Over the years, she found ways to help and support numerous artists. She continued to develop Maskit, the fashion house. She worked for decades on behalf of children welfare, the rights of Beduin and women’s causes. She cofounded the children’s charity organization Variety Israel, as well as a Jewish-Arab social group, Brit Bnei Shem (Ibnaa Sam). She is a council member of human rights NGO Yesh Din and is on the board of directors of the Center for Jewish-Arab Economic Development.
“I believe in nothing but destiny,” she said in an interview in 2001.

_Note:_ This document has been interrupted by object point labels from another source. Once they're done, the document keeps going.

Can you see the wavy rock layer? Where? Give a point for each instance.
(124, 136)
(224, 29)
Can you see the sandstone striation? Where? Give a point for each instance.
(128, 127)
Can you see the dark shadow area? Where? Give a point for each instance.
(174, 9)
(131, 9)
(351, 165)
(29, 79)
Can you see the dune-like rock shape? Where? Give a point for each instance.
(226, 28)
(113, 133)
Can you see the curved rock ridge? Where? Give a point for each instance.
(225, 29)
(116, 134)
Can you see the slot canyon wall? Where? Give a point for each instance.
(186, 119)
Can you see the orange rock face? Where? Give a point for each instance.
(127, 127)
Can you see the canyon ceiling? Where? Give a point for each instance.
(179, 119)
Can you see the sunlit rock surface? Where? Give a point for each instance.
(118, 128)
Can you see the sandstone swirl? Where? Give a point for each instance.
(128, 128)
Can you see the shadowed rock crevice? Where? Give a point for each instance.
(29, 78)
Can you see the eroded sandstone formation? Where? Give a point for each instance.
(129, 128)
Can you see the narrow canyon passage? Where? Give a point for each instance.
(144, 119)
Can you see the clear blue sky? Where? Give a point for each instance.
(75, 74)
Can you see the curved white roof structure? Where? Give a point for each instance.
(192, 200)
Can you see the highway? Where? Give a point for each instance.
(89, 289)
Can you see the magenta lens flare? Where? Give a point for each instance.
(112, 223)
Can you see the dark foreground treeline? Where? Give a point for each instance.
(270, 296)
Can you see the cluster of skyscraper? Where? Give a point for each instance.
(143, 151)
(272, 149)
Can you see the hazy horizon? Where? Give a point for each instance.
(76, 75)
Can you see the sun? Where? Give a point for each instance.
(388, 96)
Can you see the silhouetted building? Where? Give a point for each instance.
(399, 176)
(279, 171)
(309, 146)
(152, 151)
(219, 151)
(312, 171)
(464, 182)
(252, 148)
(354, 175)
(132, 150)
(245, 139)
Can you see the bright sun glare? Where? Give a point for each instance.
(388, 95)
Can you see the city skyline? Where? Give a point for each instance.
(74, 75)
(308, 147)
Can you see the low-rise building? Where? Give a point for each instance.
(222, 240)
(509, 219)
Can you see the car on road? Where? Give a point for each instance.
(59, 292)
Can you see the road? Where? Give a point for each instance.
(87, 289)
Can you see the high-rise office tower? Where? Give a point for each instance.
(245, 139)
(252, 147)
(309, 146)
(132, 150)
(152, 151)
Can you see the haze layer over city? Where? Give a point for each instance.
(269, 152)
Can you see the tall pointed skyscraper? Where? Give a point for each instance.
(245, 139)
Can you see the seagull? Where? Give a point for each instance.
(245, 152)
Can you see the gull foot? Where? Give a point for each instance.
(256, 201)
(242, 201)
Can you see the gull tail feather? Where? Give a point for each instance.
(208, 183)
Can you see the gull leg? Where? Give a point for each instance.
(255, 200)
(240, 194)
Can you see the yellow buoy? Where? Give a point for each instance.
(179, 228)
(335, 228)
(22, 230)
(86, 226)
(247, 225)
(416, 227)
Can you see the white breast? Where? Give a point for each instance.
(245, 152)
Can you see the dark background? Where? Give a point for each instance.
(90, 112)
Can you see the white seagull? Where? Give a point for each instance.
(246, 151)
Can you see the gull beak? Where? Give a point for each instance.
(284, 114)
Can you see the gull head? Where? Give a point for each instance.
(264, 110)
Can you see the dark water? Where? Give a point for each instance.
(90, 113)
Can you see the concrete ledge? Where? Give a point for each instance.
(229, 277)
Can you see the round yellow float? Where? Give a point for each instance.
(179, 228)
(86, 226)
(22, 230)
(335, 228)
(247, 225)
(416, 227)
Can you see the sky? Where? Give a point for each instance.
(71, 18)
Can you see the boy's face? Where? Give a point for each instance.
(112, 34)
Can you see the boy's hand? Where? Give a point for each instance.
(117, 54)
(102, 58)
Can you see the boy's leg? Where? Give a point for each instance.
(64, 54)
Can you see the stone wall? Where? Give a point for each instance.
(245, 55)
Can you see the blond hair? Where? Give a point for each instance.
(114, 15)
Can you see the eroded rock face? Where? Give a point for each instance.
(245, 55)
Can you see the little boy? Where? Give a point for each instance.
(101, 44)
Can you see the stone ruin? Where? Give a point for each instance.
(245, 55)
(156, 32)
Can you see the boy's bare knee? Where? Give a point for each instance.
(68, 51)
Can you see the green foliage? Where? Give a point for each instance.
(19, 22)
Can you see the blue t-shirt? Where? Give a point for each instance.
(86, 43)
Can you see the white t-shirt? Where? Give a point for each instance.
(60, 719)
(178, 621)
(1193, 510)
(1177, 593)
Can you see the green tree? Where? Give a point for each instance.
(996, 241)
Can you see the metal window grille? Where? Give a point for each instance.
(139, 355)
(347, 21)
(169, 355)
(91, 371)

Ruth no longer travels around the world as she used to, but just the other day, the energetic centenarian put on one of her beautiful dresses and hopped into the car of one of her grandchildren. They traveled 120 kilometers to Kibbutz Ein Harod to see an exhibition called “Dayan – A Family Album.” Ruth traveled back to Tel Aviv the same day.
She is called “granny” by a tribe of nine grandchildren and 12 great-grandchildren, who go in and out of her Tel Aviv home on a daily basis. At the age of 100, she is still capable of being excited by the design of a new Maskit dress.
She feels the material. She checks the seams and looks forward to next year’s designs.